In day to day life, when one says I need to “lookup my planner” to make an appointment, unless they are a celebrity whose every second is bought and very closely managed, they refer to a handful of things from which they need to lookup. While there are some of us who may note the birthdays or anniversaries of our close friends and relatives, some of us “cache” this information in their memory for instant access.
Most ETL tools come with transformations to perform lookup. In a “perfect” dimensional model, the ETL process will perform lookups on dimensional tables to lookup dimensional data. This is the traditional use of a lookup. A further and advanced definition and use of lookups is in detecting what the “update strategy” of an incoming data should be. While these are very common uses of lookup transformations, they aren’t always ideal.

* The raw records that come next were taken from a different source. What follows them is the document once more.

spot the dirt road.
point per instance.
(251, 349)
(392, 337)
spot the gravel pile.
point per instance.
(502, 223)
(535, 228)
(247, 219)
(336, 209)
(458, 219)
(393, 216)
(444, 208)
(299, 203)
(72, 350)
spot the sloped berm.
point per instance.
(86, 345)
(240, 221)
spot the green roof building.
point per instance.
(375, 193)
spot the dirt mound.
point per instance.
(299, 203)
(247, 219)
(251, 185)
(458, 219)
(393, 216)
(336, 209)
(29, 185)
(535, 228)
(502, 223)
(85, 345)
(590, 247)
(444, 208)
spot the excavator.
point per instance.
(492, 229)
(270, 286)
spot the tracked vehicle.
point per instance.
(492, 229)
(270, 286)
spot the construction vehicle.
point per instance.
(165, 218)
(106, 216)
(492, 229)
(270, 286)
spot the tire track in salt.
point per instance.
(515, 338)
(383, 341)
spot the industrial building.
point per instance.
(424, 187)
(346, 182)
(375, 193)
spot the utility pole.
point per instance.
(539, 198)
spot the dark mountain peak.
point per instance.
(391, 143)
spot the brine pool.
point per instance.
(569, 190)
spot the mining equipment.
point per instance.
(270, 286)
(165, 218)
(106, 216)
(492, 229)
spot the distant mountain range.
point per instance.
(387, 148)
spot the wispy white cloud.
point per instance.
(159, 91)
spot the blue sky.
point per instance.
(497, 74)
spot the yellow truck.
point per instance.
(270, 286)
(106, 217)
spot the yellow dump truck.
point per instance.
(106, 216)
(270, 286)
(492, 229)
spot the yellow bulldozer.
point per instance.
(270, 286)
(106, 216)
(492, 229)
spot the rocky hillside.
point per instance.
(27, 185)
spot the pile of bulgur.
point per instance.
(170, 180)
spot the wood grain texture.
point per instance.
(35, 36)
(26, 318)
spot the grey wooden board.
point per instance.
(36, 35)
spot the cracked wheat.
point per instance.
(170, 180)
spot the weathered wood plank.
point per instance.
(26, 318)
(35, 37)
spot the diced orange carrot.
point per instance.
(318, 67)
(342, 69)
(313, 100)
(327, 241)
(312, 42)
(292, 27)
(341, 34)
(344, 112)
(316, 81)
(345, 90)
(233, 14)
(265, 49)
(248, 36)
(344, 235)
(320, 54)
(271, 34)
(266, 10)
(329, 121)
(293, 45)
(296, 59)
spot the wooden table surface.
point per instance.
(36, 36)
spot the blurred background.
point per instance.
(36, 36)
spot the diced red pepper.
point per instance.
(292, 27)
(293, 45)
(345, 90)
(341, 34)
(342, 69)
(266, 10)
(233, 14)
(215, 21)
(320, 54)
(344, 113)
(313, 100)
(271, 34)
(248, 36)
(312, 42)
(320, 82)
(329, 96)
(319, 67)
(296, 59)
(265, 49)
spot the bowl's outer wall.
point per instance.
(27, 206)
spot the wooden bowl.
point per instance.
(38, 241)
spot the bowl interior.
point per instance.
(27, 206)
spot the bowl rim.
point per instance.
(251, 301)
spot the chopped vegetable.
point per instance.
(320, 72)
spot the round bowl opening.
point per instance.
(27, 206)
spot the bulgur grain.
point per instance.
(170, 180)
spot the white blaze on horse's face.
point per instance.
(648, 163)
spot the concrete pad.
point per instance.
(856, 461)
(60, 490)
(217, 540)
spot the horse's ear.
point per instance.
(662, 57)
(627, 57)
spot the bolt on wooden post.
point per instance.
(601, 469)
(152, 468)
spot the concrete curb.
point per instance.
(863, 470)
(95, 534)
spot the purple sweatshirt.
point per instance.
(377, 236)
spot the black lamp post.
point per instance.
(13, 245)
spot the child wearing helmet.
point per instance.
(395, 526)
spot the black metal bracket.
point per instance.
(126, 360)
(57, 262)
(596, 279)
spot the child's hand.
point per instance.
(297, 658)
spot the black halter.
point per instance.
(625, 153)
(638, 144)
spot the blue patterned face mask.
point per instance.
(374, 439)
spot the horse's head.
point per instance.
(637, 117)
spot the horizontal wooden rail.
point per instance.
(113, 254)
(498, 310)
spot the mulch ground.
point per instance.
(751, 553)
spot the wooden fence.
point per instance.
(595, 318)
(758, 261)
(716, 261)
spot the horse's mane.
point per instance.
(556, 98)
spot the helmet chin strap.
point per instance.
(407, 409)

Most lookup transformations support database table/view/synonym lookup, or flat file lookups – don’t quite know if any do on XML files yet. For tables/files with small foot print, lookups are very performance friendly. Most lookup implementations provide facilities to cache data persistently or in a static way. On the face of this, caching sounds very useful to improve performance of the ETL process and is easily bought as a means to improve performance. But as is the case with most features used in-appropriately, here is where lies a potential mine-field of performance bottlenecks.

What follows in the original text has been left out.